Cubs manager Joe Maddon isn’t sure when Willson Contreras will make his first major league start after the 24-year-old top prospect was promoted to The Show on Friday. But Contreras caught Jason Hammel’s 60-pitch bullpen session Saturday afternoon, and the veteran right-hander liked what he saw in working with the greenhorn backstop.
“Very, very smart kid,” Hammel said. “I was impressed.”
The Cubs know Contreras will need time to develop and gather in-depth knowledge of his pitching staff and opposing hitters. But Contreras has the advantage of parachuting into a team that has an established pitching plan/process and is full of veterans, from fellow catchers in Miguel Montero and David Ross to starters in Jake Arrieta, Jon Lester, John Lackey and Hammel.
“I think he’s going to have an easy job because we know what we’re doing,” Hammel said. “We’re going to kind of show him the ropes with us. As long as he follows us around, because we’re prepared. We know the gameplan. If we need to change things, obviously we talk to him. We won’t be afraid to talk to him. But I do think he’s not going to be very far behind.”
Still, Maddon preached patience for his veteran starters when they inevitably have to throw to Contreras. And Friday afternoon’s win over the Pittsburgh Pirates was a good example of how a veteran catcher can impact a game.
During Arrieta’s bizarre spate of wildness in the sixth inning, Montero went out to talk to Arrieta — “a great visit,” Maddon said — to help the reigning National League Cy Young winner get back on track. It wasn’t much, but all Montero did was remind Arrieta of things he already knew to help him start finding the strike zone.
“Sometimes you have so many things going through your mind that you forget,” Montero said.
Arrieta wound up striking out David Freese and Matt Joyce — both with three-ball counts — to keep the Pirates off the board in what turned out to be a 6-0 win.
Moments like that are why a catcher’s offensive ability is a secondary concern to Maddon. During his wildly successful tenure with the Tampa Bay Rays, Maddon’s catchers combined to hit .229/.297/.340 (76 wRC+); since he came to Chicago, Cubs catchers have combined for a .224/.323/.384 (91 wRC+) slash line. Both are varying levels of below average.
But Montero and Ross are highly regarded for their ability to handle a pitching staff and execute the gameplan laid out by pitching coach Chris Bosio & Co. And that’s where Maddon sees a catcher’s primary value being built.
“You can never underestimate the importance of what a really good catcher can do for your pitching staff,” Maddon said. “I promise you any catcher worth his weight in salt will tell you that he’d much prefer to catch a winning ballgame than get three knocks. He’d rather get his guy through a really tough moment than get the RBI, winning hit.
“… So when you get that guy, you have a much better chance of winning consistently than the guys out there worried about his hitting and offense.
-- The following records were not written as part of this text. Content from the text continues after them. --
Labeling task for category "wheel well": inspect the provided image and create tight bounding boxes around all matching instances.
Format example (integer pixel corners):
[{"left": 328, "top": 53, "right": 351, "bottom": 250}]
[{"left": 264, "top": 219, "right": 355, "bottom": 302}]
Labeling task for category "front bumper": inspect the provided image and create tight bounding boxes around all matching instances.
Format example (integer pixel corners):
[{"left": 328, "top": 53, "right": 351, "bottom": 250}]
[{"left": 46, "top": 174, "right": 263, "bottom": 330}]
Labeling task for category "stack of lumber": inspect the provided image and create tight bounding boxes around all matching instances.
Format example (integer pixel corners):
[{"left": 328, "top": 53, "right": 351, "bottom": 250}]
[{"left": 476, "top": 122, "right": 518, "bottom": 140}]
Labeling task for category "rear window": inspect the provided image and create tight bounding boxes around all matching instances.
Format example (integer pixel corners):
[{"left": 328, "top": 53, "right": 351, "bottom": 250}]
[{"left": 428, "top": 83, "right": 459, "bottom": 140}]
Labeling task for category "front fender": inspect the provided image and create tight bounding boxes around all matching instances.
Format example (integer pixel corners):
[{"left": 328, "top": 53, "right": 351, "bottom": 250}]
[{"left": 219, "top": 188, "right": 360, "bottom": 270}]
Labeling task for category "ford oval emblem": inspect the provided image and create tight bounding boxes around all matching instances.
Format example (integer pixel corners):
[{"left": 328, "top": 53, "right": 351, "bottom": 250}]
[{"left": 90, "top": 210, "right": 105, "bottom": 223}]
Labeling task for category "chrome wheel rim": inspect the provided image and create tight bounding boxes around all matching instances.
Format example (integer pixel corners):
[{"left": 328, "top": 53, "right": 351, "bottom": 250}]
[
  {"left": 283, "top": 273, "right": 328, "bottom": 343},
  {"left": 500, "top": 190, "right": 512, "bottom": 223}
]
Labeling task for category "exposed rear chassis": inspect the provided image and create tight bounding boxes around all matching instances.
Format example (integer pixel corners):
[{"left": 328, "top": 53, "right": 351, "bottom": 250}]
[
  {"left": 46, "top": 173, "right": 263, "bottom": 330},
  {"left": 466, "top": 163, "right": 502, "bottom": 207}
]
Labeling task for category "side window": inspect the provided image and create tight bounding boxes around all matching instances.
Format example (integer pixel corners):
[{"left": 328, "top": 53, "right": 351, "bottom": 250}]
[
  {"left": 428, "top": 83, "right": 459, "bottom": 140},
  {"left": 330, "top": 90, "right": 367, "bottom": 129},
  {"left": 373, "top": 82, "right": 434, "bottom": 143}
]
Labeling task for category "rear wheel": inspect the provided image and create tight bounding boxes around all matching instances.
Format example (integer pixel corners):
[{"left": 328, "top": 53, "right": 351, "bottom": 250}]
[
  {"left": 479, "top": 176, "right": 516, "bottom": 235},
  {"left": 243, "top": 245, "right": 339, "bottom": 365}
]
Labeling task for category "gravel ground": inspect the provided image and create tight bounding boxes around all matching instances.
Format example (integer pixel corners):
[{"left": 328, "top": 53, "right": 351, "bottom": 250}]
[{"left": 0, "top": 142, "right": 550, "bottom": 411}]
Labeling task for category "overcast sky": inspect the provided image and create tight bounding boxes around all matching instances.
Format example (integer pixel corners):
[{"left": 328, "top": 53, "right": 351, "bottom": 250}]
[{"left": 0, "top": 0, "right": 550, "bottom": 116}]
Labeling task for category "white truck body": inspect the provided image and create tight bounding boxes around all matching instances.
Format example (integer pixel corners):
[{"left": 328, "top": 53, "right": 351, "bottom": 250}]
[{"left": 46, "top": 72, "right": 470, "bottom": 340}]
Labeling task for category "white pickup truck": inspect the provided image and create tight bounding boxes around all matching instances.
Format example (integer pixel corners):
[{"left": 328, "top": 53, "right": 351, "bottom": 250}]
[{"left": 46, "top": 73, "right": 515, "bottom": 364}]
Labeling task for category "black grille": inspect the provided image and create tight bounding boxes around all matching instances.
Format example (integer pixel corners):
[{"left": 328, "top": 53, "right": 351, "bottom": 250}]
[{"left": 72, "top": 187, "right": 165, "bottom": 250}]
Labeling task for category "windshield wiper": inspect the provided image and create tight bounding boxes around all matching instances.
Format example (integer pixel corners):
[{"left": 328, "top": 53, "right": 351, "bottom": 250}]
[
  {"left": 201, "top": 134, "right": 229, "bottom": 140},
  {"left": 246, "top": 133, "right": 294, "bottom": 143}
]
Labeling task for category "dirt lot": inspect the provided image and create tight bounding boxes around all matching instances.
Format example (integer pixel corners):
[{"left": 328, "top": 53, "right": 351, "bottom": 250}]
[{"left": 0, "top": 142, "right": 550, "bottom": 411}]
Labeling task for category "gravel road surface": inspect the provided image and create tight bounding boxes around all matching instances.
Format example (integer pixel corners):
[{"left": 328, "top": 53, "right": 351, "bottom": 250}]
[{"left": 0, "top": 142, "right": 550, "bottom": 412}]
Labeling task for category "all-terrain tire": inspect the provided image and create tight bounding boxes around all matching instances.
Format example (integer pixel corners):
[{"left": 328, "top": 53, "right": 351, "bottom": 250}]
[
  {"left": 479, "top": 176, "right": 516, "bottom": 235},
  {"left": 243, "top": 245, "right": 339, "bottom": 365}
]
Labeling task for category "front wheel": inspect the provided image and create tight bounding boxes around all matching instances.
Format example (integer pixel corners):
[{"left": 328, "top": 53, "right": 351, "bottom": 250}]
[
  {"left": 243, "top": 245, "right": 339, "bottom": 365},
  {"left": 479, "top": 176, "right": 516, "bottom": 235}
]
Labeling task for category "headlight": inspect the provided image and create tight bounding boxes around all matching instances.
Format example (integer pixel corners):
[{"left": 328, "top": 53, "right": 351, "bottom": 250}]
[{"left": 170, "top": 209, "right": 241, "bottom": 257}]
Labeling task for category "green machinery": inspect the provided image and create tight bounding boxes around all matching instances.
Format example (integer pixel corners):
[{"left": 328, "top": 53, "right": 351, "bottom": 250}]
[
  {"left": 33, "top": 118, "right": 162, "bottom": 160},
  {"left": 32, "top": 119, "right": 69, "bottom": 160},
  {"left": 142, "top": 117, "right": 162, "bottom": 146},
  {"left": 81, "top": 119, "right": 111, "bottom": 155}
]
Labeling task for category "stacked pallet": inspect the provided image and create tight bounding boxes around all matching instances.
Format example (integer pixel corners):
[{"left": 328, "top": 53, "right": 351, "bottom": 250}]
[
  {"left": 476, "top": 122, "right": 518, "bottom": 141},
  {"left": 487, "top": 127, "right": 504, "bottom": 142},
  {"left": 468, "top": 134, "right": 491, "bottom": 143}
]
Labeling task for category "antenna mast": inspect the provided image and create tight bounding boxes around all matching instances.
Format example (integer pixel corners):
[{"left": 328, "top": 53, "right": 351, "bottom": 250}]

Believe me, pitchers know that and they don’t like that at all when they have a catcher who’s more dedicated to his offense and his defense, they know that and it shows up.”
Contreras’ offensive numbers exploded in 2015 between Double-A Tennessee and the Arizona Fall League, and he continued to bash the ball around Triple-A parks before his promotion to the major leagues on Friday. His bat could be a major asset to the Cubs, but he also understands that his receiving and game-calling abilities are of equal or greater importance.
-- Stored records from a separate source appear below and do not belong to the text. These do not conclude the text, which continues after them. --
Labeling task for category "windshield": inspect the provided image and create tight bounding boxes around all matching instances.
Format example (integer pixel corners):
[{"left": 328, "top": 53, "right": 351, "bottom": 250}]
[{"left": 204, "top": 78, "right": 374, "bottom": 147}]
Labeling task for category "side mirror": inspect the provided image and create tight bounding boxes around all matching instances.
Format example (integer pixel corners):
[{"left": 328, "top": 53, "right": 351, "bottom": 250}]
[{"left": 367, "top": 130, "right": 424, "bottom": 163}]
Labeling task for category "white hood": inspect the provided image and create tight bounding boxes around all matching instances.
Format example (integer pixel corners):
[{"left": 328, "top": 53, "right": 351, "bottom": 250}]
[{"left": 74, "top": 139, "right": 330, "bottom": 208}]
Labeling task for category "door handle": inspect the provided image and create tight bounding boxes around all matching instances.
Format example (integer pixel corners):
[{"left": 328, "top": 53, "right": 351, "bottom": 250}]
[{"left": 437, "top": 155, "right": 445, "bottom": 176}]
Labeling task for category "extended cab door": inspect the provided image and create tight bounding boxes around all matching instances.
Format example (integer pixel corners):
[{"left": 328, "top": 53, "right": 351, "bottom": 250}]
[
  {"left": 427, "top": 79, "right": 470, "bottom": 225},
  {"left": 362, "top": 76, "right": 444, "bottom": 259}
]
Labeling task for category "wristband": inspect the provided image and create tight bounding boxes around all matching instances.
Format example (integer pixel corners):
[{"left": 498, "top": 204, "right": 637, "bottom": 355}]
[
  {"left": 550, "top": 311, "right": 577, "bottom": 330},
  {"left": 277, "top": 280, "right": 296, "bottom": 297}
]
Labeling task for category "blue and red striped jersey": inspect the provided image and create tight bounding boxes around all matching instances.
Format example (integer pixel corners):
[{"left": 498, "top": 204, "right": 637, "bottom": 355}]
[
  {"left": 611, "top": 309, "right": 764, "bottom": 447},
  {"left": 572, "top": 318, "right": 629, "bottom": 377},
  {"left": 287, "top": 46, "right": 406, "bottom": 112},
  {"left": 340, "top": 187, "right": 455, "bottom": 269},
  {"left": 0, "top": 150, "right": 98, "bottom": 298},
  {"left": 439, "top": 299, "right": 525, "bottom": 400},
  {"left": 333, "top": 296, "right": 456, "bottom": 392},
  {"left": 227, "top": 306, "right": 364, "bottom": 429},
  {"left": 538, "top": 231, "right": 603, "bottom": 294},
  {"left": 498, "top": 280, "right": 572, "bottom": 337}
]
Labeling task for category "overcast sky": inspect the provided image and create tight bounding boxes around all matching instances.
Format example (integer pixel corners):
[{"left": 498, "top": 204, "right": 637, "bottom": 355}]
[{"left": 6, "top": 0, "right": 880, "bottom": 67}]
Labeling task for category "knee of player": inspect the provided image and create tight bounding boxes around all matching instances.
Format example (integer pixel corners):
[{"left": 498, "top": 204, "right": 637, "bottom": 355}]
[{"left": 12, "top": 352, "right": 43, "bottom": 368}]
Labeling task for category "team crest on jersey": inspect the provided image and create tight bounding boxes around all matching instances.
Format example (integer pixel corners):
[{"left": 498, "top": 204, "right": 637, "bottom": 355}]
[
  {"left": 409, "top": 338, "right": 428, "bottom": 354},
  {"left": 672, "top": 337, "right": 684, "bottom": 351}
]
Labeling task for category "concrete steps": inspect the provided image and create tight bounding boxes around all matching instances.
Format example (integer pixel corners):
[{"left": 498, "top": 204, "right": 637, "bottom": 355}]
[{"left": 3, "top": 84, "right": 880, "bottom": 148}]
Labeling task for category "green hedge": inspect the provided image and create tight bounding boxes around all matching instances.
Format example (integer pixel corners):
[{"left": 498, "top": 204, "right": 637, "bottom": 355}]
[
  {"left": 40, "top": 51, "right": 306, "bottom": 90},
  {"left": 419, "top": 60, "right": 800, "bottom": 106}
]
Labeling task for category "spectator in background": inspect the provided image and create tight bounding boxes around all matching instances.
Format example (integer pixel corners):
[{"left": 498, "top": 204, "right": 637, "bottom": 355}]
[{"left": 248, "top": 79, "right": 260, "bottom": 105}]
His locker is right next to Montero’s and is only a few steps away from Ross’, and he plans on picking the respective brains of each veteran.
“I want to take every advantage from them,” Contreras said. “Ask them questions and know they’ll answer.”
Both Montero and Ross seemed genuinely excited for Contreras to get to Clark and Addison, and seemingly everyone around the Cubs clubhouse had positive things to say about Contreras’ work ethic and confidence. Maybe the advice he gives during a game won’t be as good as what the team’s veteran catchers could dole out, but Maddon expects him to have the right attitude about it.
“I don’t know that a young catcher would carry the same amount of cache to the mound with him that a veteran can,” Maddon said. “But I know Willson would go out there with some conviction. You never know how that would play out.”